The Co-op invested more than $6 million into Chestnut Hill, at a time when many storefronts were vacant. The Co-op’s vibrant market attracts 500 – 750 daily shoppers and has helped to revitalize the main street business corridor.

What’s more, the Co-op was established in concert with other local businesses and residents. Decisions about store design, parking, and even product line were made with respect for those who own shops and those who live in Chestnut Hill.

Glenn Bergman’s letter raised questions about the scope and impact of the Magarity project that all who care about Chestnut Hill should be asking, even if there may not be agreement about the answers. Contrary to your assertion, Mr. Klinger, Weavers Way Co-op, including its 4,300 adult members (2,000 households) in the 19118 zip code and other shoppers, are very much a part of Chestnut Hill and entitled to a voice. Your parochial view does not serve your community well. We respectfully disagree.

Bob and Nancy Elfant
Chestnut Hill

Vexed by snobbery

Over the years that I have been reading the Local. I’ve been amused by letters like the one written a while back by a journalist who referred to the people of Mt. Airy and Germantown as “denizens,” but this week there was a triple dose of snobbish opinions.

Janet Lynch [“Why not expand in Germantown?”] suggests that Chestnut Hillers “help Germantown prosper and grow so that lower classes don’t spread outward.”

Her letter clearly reveals her fear, clannish attitude and disdain for those she deems to be inferior.

Tom Woodruff [“Send them to jail”] doesn’t want to be inconvenienced by people who are protesting the current financial cirisis and economic disparities. I wonder if Mr. Woodruff would feel the same inconvenience in Tahir Square (same movement on a larger scale) and wish that those participating in the grassroots response to the overwhelming inequalities perpetrated by the global financial system be sent to jail. Maybe the bankers who have broken laws and received unconscionable bonuses without being held accountable should be jailed as well.

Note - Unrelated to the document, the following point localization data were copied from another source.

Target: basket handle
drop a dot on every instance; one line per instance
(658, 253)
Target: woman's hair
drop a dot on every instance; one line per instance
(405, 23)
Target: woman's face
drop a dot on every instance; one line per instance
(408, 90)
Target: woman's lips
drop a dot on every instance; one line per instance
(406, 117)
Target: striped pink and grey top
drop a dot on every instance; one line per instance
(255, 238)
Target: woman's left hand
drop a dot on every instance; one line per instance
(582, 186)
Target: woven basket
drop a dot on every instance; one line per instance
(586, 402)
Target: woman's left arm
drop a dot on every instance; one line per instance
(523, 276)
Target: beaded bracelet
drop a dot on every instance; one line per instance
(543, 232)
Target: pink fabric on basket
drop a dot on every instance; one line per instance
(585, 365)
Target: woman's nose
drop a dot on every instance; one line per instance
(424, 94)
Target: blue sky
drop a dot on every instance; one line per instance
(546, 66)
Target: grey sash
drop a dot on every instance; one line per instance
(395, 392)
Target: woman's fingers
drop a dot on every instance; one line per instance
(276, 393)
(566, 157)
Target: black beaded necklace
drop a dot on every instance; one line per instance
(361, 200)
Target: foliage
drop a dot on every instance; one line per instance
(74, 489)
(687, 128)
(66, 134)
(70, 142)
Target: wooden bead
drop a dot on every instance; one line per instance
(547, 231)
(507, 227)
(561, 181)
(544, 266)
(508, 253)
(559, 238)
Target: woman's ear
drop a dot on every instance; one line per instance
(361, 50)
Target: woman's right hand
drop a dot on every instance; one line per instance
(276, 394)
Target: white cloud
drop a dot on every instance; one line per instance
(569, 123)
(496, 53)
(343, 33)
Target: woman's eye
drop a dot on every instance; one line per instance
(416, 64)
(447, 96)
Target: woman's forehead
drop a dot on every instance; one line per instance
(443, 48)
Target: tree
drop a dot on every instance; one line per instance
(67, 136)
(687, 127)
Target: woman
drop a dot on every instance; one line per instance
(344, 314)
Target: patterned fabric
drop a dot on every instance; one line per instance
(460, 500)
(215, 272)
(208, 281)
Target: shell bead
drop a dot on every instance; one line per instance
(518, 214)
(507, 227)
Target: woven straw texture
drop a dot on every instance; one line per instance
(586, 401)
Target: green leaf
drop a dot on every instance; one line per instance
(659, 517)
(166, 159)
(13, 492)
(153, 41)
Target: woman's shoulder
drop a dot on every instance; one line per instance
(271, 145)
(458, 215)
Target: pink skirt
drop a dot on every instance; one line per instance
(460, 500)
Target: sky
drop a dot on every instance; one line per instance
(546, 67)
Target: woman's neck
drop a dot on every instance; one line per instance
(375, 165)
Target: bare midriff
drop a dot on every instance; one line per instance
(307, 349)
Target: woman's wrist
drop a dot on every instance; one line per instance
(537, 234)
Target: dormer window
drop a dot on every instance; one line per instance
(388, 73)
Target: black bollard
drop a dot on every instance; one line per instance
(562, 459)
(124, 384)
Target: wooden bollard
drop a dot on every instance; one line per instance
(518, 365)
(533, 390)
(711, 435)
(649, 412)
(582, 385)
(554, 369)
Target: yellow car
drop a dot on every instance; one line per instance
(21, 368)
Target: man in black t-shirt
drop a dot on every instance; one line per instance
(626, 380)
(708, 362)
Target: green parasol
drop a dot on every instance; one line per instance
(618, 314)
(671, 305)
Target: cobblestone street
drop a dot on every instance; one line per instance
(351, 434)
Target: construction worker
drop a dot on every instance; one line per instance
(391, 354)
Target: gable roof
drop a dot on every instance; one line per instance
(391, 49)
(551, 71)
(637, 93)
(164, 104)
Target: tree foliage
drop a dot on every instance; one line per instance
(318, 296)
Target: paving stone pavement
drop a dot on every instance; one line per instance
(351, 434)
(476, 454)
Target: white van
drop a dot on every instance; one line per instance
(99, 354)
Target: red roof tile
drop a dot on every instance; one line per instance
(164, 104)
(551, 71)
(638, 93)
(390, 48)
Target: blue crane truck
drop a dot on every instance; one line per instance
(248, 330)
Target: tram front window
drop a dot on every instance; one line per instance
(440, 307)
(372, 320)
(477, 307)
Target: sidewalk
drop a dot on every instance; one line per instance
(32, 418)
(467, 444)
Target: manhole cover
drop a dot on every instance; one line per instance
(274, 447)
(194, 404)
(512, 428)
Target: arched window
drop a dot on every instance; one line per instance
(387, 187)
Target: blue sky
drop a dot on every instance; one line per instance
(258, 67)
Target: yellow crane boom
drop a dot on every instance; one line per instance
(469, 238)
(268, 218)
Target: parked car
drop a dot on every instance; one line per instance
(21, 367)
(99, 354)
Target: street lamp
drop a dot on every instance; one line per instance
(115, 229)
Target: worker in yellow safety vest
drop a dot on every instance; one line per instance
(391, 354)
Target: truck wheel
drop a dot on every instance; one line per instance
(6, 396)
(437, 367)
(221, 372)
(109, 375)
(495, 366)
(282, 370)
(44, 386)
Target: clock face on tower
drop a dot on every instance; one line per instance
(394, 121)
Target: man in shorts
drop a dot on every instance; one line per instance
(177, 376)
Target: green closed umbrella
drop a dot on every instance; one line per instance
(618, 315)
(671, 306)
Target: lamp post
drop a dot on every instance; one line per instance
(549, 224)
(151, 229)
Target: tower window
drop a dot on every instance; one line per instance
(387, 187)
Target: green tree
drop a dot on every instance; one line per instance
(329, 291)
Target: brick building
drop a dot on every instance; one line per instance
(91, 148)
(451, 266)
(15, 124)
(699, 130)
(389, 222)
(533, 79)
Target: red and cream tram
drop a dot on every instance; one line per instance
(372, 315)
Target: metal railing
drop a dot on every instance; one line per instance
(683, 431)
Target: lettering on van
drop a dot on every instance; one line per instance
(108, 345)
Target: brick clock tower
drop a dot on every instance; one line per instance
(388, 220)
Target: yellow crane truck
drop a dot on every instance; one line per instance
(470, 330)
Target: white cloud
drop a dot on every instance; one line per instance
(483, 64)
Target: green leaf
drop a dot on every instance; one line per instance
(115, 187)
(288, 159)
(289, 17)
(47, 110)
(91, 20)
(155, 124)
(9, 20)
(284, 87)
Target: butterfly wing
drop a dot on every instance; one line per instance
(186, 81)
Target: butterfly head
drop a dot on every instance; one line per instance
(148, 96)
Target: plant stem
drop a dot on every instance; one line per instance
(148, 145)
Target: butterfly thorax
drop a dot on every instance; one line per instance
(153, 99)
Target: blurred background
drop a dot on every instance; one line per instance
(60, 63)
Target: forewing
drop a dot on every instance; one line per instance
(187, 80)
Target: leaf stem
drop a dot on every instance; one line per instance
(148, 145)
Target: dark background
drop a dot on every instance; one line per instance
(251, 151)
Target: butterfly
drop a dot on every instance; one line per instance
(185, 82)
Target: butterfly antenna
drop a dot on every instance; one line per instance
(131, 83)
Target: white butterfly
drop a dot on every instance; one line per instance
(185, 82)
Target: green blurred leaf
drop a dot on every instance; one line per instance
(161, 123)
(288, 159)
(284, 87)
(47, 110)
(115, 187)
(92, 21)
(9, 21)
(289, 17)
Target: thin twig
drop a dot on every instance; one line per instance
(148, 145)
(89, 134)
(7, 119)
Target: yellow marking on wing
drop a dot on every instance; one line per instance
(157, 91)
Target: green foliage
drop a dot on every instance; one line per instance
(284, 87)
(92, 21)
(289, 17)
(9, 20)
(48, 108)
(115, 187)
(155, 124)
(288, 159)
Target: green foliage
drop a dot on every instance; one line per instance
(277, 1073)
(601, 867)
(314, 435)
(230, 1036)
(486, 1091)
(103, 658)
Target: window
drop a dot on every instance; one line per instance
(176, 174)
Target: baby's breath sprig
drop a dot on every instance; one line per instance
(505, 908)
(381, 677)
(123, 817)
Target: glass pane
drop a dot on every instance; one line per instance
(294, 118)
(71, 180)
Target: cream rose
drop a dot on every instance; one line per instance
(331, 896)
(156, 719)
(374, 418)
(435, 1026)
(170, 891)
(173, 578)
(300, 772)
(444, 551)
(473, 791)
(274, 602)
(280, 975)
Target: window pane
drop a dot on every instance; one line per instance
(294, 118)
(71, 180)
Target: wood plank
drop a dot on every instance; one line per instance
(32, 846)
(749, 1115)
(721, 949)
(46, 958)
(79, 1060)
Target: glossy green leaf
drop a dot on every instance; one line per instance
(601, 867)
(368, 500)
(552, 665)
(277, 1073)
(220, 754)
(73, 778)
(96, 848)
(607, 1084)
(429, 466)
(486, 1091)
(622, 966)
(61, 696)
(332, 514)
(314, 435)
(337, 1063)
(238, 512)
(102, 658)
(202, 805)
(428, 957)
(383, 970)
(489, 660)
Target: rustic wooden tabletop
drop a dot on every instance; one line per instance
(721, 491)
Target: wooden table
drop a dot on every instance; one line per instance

Ron Klinger [“Monopoly-minded”] feels that people in Mt. Airy should not have an opinion on what is happening in Chestnut Hill. He states that [Weavers Way Co-op General Manager Glenn] Bergman is “mnopoly minded” becvause of his objections to the development of the Magarity property. But Klinger has a double standard. He wants a monopoly on opinions.

Bergman, a creative and community-conscious man has a legitimate cnocern that the new market not siphon off a large percent of business from Weaver’s Way and the Chestnut Hill Market.

I am vexed by the narrow-mindedness of the three contributors.

Judy Rubin
Mt. Airy


I was saddened to learn of the recent death of Susan Detscher Pizzano of Chestnut Hill.  I met this remarkable woman in January, 2001, when she held a community fund-raiser titled “Meatloaf Mania and Pie Passion”  to raise money to build the Top of the Hill Fountain near the intersection of Germantown Avenue and Bethlehem Pike.  As the winner of the Meatloaf Mania contest, I had several encounters with her in the weeks after the competition and before a cookbook was published and community dinner held in which the winning recipes were replicated by another good egg – Paul Roller.

As a personal historian, I was intrigued by all of the things she had done in her 63 years and saddened that I had not known of some of them until her death.  In life, I learned a bit about her passion for food and for bringing people together around food that  inspired me to write a cookbook about building community and teams around food.

I would like to dedicate my book, due out this spring, to Susan.  She was a woman who always had a smile, a kind word, an innovative idea and positive outlook.  She was a doer.

I bumped into her last spring near her fountain and recognized that she had been through the ravages of chemotherapy.  I was struck by how serene she seemed sitting on a bench enjoying the fountain.  I would suggest that this area be renamed the Susan D. Pizzano Memorial Park.

Every time I walk or drive by this area,  I will remember her in my thoughts and prayers.  Thank you, Susan, for giving so much of yourself to so many of us and the Chestnut Hill community.

You planted a seed in me  that will grow to keep your memory alive.  I suspect there are many other seedlings out there that you had a hand in nurturing to achieve their full potential.